In its order dated September 21, the aviation regulator said that it is extending the restriction imposed on the budget carrier as a cautionary measure. In the meantime, SpiceJet shall be under ‘enhanced surveillance’ by the DGCA.

Following the update, shares of SpiceJet plunged 5 per cent to INR 39.80 on Thursday before recovering to INR 40.2 at 9.50 am. The scrip had settled at INR 41.85 on Wednesday.

On 27 July, the regulator had asked SpiceJet to cut the total number of flights by 50 per cent for eight weeks after repeated safety incidents with the airline

In its fresh order on Wednesday, the regulatory body said that if SpiceJet wants to operate more than 50 per cent of its fleet then it will have to prove to the DGCA that it has adequate technical support and financial resources to increase its capacity.

A day prior to this notification, the Gurugram-based low-cost airlines had sent its 80 pilots for a three-month unpaid leave as a cost-saving measure.

Shares of SpiceJet have been on a downward spiral for quite some time. The stock has dropped about 12 per cent in the last one month, whereas it has plunged 42 per cent in 2022 so far.

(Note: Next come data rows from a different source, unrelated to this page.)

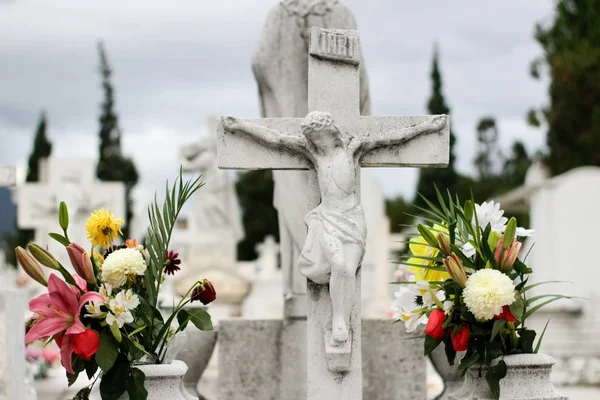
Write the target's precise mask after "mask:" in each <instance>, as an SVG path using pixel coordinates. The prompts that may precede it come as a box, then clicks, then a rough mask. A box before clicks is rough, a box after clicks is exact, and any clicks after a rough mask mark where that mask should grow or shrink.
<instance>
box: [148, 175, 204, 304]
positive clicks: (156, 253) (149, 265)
mask: <svg viewBox="0 0 600 400" xmlns="http://www.w3.org/2000/svg"><path fill="white" fill-rule="evenodd" d="M201 178H202V177H201V176H199V177H198V178H196V179H195V180H190V181H187V182H185V183H184V181H183V171H182V170H181V169H180V170H179V177H178V178H177V179H176V180H175V184H174V185H173V186H172V187H171V188H169V182H168V181H167V184H166V187H165V200H164V203H163V205H162V207H161V206H160V205H159V203H158V200H157V199H156V196H155V197H154V203H153V204H152V205H150V207H148V218H149V220H150V226H149V227H148V235H147V237H146V248H147V249H148V254H149V256H150V262H149V265H148V268H147V269H146V290H147V292H148V298H149V300H150V302H151V304H152V305H153V306H156V302H157V298H158V291H159V289H160V284H161V280H162V276H161V275H162V269H163V266H164V259H165V254H167V251H168V249H169V242H170V241H171V234H172V233H173V228H174V227H175V222H176V221H177V217H178V215H179V213H180V212H181V209H182V208H183V205H184V204H185V203H186V201H187V200H189V198H190V197H191V196H192V195H193V194H194V193H195V192H196V191H197V190H198V189H200V188H201V187H202V186H204V183H203V182H201V181H200V179H201Z"/></svg>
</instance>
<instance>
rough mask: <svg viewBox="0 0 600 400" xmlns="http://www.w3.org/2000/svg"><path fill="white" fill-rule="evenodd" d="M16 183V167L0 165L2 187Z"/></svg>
mask: <svg viewBox="0 0 600 400" xmlns="http://www.w3.org/2000/svg"><path fill="white" fill-rule="evenodd" d="M15 183H16V168H15V166H14V165H0V187H10V186H14V185H15Z"/></svg>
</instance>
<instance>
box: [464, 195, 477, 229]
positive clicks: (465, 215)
mask: <svg viewBox="0 0 600 400" xmlns="http://www.w3.org/2000/svg"><path fill="white" fill-rule="evenodd" d="M464 211H465V212H464V216H465V222H468V224H469V225H471V221H473V214H474V213H475V206H474V205H473V202H472V201H471V200H467V201H466V202H465V207H464Z"/></svg>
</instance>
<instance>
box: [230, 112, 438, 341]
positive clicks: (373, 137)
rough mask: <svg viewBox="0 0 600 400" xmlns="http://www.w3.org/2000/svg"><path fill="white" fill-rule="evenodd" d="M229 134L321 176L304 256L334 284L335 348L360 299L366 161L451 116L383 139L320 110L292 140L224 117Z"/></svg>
mask: <svg viewBox="0 0 600 400" xmlns="http://www.w3.org/2000/svg"><path fill="white" fill-rule="evenodd" d="M222 122H223V128H224V130H225V131H227V132H229V133H232V134H235V133H243V134H247V135H250V136H252V137H254V138H255V139H256V140H257V141H259V142H261V143H263V144H264V145H265V146H268V147H271V148H274V149H278V150H279V151H289V152H294V153H297V154H300V155H302V156H304V157H306V158H307V159H308V160H309V161H310V163H311V164H312V165H313V167H314V168H315V170H316V171H317V177H318V183H319V190H320V194H321V203H320V204H319V205H318V206H317V207H316V208H315V209H313V210H312V211H310V212H309V213H308V214H307V215H306V218H305V222H306V224H307V226H308V236H307V239H306V242H305V245H304V248H303V250H302V253H301V255H300V260H299V263H298V264H299V265H298V267H299V269H300V272H301V273H302V275H304V276H306V277H307V278H308V279H310V280H312V281H313V282H315V283H319V284H329V291H330V298H331V306H332V321H331V323H332V325H331V343H330V344H331V345H332V346H339V345H341V344H343V343H344V342H346V341H347V340H348V338H349V326H350V321H349V318H350V310H351V308H352V305H353V302H355V301H360V299H356V298H355V293H354V291H355V280H356V274H357V271H358V268H359V267H360V265H361V262H362V259H363V256H364V253H365V239H366V235H367V228H366V221H365V215H364V212H363V209H362V207H361V205H360V188H359V173H360V160H361V157H362V156H363V155H364V154H366V153H368V152H369V151H371V150H373V149H375V148H378V147H382V146H390V145H394V144H402V143H404V142H408V141H410V140H412V139H414V138H416V137H418V136H421V135H424V134H429V133H435V132H438V131H441V130H442V129H443V128H444V126H445V123H446V117H445V116H442V115H438V116H434V117H432V118H431V119H429V120H427V121H426V122H423V123H420V124H417V125H413V126H410V127H407V128H402V129H398V130H396V131H394V132H386V133H385V134H382V135H380V136H377V137H372V138H359V137H353V136H351V135H349V134H344V133H342V132H340V130H339V129H338V127H337V126H336V125H335V123H334V121H333V118H332V116H331V114H329V113H327V112H320V111H315V112H311V113H310V114H308V115H307V116H306V117H305V118H304V120H303V122H302V125H301V133H302V135H301V136H292V135H288V134H285V133H282V132H278V131H276V130H273V129H269V128H266V127H263V126H260V125H256V124H253V123H250V122H245V121H240V120H238V119H237V118H234V117H225V118H223V121H222Z"/></svg>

While the airline had filed for 4,192 flights per week for the summer which is around 600 daily flights, industry sources said that the airline has been operating less than 300 flights for the last one month.

DGCA had in the first week of July issued a show cause notice to SpiceJet for its failure to establish safe, efficient and reliable services following a spate of eight incidents within a month.